Walter Wellman was born in Mentor, Ohio, in 1858. He was the sixth son of Alonzo Wellman and the fourth by his second wife Minerva Sibilla (Graves) Wellman. Walter was a great-great-great-great-great-grandson of Puritan Thomas Wellman. Walter's father, Alonzo, served three years in the American Civil War while Walter was young. He was initially with Company D of the 105th Ohio Infantry before becoming a ship-carpenter with the Mississippi River Squadron. When he returned from the war, he took his family west from Ohio to become pioneer settlers of York County, Nebraska.
At age 14 Walter established a weekly newspaper in Sutton, Nebraska. At age 21 Walter returned to Ohio to establish the Cincinnati Evening Post and married Laura McCann in Canton, Ohio on 24 December 1879. They had five daughters.

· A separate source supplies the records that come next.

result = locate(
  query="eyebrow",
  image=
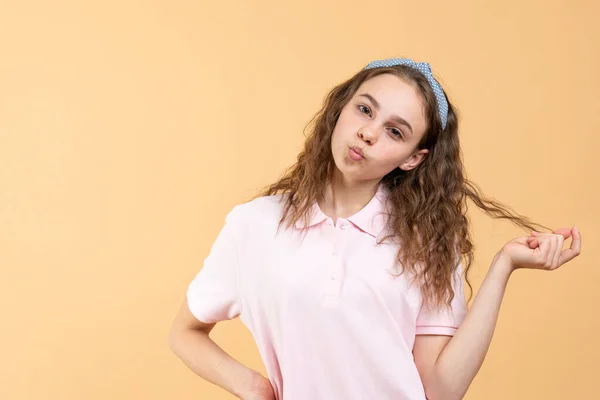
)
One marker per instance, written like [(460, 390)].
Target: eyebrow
[(396, 118)]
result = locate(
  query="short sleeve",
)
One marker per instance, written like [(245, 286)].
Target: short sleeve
[(445, 321), (213, 295)]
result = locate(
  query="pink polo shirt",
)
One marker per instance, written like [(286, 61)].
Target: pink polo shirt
[(328, 318)]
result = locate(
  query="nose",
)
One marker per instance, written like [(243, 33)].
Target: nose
[(366, 135)]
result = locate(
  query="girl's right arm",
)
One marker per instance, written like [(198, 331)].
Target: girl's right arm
[(189, 340)]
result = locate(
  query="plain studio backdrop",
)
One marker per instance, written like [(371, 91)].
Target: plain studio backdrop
[(128, 130)]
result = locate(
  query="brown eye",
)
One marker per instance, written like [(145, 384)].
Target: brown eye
[(364, 109), (396, 132)]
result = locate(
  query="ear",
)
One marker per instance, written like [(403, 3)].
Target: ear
[(414, 160)]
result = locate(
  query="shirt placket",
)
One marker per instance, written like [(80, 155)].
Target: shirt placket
[(333, 287)]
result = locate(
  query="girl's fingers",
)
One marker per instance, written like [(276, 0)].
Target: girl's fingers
[(544, 250), (556, 251), (574, 250), (533, 242)]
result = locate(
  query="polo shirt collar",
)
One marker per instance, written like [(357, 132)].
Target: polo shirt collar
[(370, 219)]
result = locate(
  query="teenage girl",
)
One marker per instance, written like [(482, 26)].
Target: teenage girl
[(348, 270)]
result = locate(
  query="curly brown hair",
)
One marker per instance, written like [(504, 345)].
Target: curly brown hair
[(428, 203)]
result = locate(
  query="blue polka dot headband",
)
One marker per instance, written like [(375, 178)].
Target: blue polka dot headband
[(425, 69)]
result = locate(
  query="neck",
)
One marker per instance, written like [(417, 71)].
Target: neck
[(343, 198)]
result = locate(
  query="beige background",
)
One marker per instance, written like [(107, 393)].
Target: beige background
[(128, 129)]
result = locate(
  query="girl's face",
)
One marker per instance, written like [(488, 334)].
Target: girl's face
[(378, 130)]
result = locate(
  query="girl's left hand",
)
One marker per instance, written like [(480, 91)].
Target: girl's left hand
[(542, 250)]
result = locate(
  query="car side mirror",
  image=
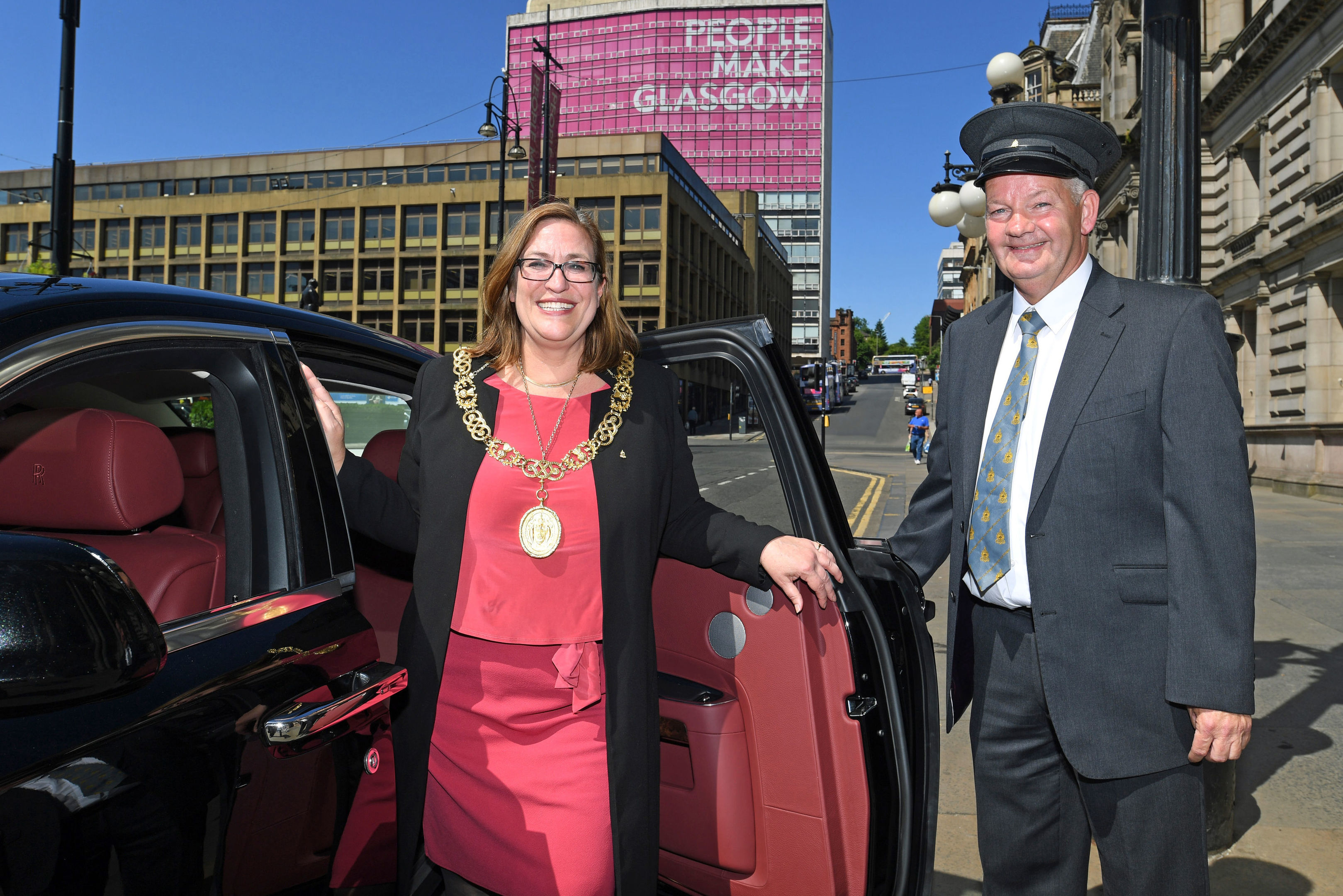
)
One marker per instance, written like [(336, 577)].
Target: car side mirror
[(72, 626)]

In 1884 he became political and Washington DC correspondent for the Chicago Herald and Record-Herald.
In 1892 Walter marked with a monument the presumed landing place of Christopher Columbus on San Salvador Island in the Bahamas. In 1894 he led a polar expedition east of Svalbard to latitude 81° N. He led another expedition to latitude 82° N through Franz Josef Land in 1898 and 1899.
On December 31, 1905, Wellman announced he would make an attempt to reach the North Pole, but this time with an airship. His newspaper provided funds of USD 250,000, and he had an airship built in Paris for the Wellman Chicago Record-Herald Polar Expedition. Wellman established expedition headquarters on Dane's Island, Svalbard, in the summer of 1906. The hangar was not completed until August 1906, and the airship’s engines self-destructed when tested. Wellman rebuilt the airship in Paris that winter and attempted an aerial voyage to the North Pole in September, 1907. He made a second attempt without financial assistance in 1909, but mechanical failures forced him to turn back 60 miles (100 km.) north of Svalbard.
In the northern autumn of 1910, Wellman expanded his airship America to 345,000 cubic feet (9,760 cubic metres) and launched from Atlantic City, New Jersey on 15 October 1910. The engineer Melvin Vaniman sent one of the first aerial radio transmissions when he urged the launch boat to "come and get this goddam cat!" - the cat Kiddo who was (at first) not happy about being airborne. After 38 hours the engine failed and the airship drifted until they were rescued by the Royal Mail steamship Trent not far from Bermuda. A second airship, the Akron, was built the next year. It exploded during its first test flight. Killed were the crew of five, including its captain, the same Melvin Vaniman who was a survivor of the America. Almost a century later its submerged remains were located. These fragments, along with the airship's lifeboat, which Goodyear Tire and Rubber had stored since 1912, were then donated to the Smithsonian Institution.
In 1902, Wellman wrote A Tragedy of the Far North published in The White World. Wellman's book The Aerial Age; A Thousand Miles by Airship over the Atlantic Ocean was published in 1911. The German Republic, Imaginary Political History After the European War was published in 1916. He spent his final years in New York City, where he died of liver cancer in 1934. The Liberty ship Walter Wellman was launched 29 September 1944 from Todd Houston Shipbuilding Corporation of Houston, Texas.